As a hitter, Caissie is raw, left-handed power. He gets some of the best exit velocities in the minors. He’s a patient hitter that will wait for his pitch before swinging. He also walks and strikes out a lot. I wouldn’t call him a three-true-outcomes player, but I could see him developing into one if things don’t turn out the way we hope.
Alcántara, on the other hand, has been more aggressive at the plate throughout his career, although the two swung at pitches both inside and outside the zone at about the same rate in Triple-A last season. (Of course, Alcántara had a much smaller sample size in Iowa.) Alcántara is more of a free swinger than Caissie, but he’s made strides over the past year or so in strike zone judgement. Still, you’d have to give the clear edge in that to Caissie.
Caissie has better raw power than Alcántara, but it’s not like Alcántara’s raw power isn’t very good as well. And if he adds some more weight? It’s hard to say who will hit for more power in the big leagues.
Defensively, there isn’t much contest. Alcántara is a good defensive center fielder who covers a good deal of ground out there. He’s not Crow-Armstrong, of course, but he’s a major-league quality center fielder who could be very, very good in right.
Caissie’s range as a corner outfielder is limited. He’s made some strides recently in getting better reads off the bat and taking better angles, but he’s still a fringy defensive corner outfielder. He makes up for some of that with a terrific plus arm. Runners advance at their own risk on Caissie.
Alcántara’s arm is almost as strong as Caissie’s, but he doesn’t have quite the same accuracy and consistency. Still, it’s above-average.
That points to another difference between Caissie and Alcántara at this point. Caissie is just more consistent than Alcántara at this point in his career. If you look at Caissie’s month-to-month splits last year, you’ll see a player who is pretty close to the same player every month. Alcántara, on the other hand, will have months where he can’t do anything right and then have a month where he looks like the second coming of Ken Griffey Jr. OK, maybe not that good. But you get my point. The point is Alcántara tends to be streaky.
Alcántara is more “athletic” in scouting parlance, but you shouldn’t take that as a knock on Caissie. He’s not a lumbering body out there. He could become one ten years down the road, but we’re not worrying about that now.
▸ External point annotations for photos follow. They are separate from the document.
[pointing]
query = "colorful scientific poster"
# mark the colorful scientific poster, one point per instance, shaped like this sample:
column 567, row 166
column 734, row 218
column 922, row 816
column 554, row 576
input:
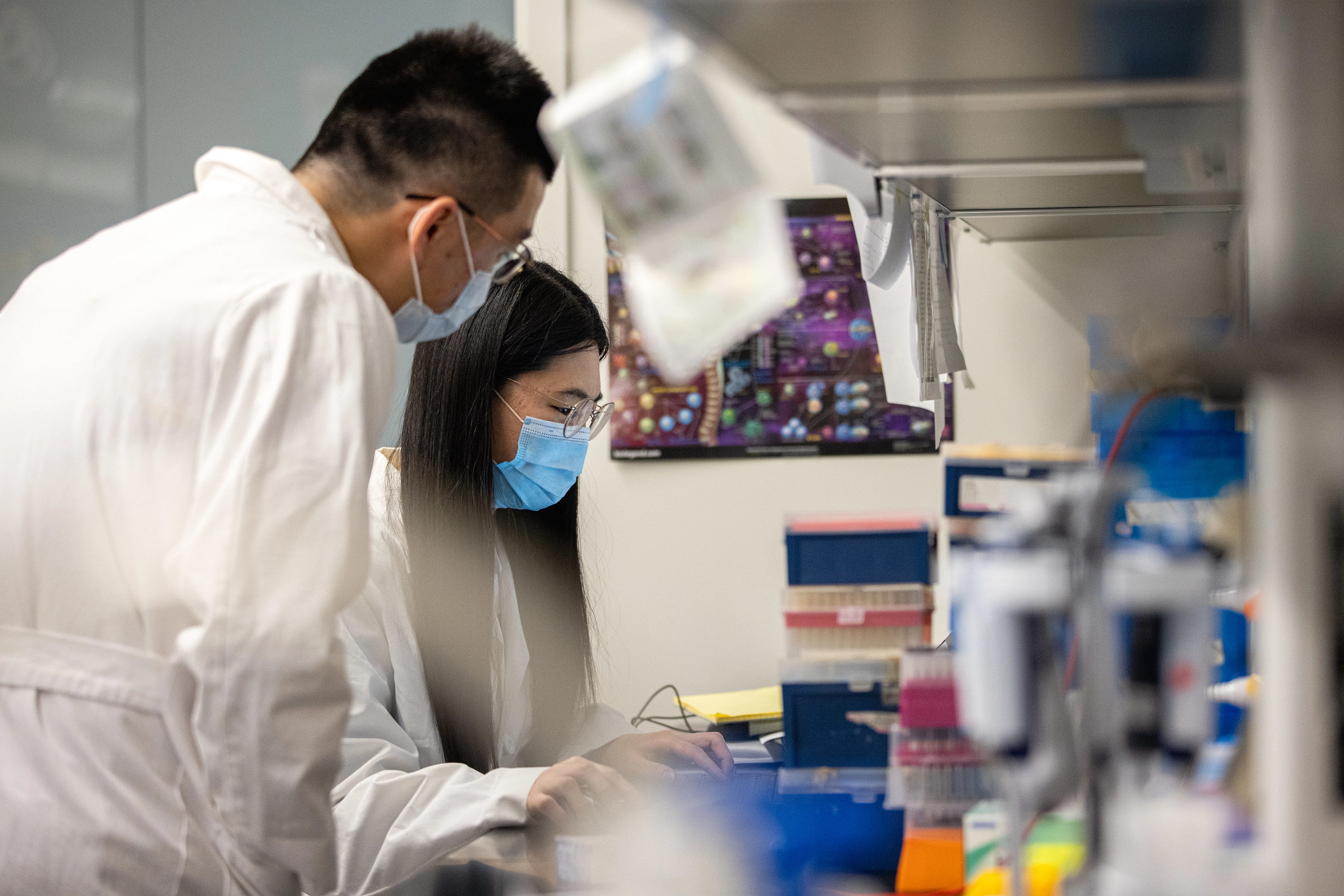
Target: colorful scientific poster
column 807, row 383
If you ask me to sum up the difference, Caissie is closer to a sure thing whereas Alcántara has a greater superstar potential, but also more bust potential. But to be clear, both of them have the potential for greatness and both have the potential to be a bust. It’s just a matter of degrees here.
I don’t believe there is a right or wrong answer here. It’s dependent on your philosophy. If you want the potential superstar and are willing to take some risk to get it, you want to keep Kevin Alcántara. If you want more of a sure-thing power hitter and don’t care as much about defense, you want to keep Caissie.
So if the Cubs keep one Top 100 outfield prospect and trade the other one, which one would you rather keep? (And yes, I know it depends on the return. But assume they bring back about the same in trade.)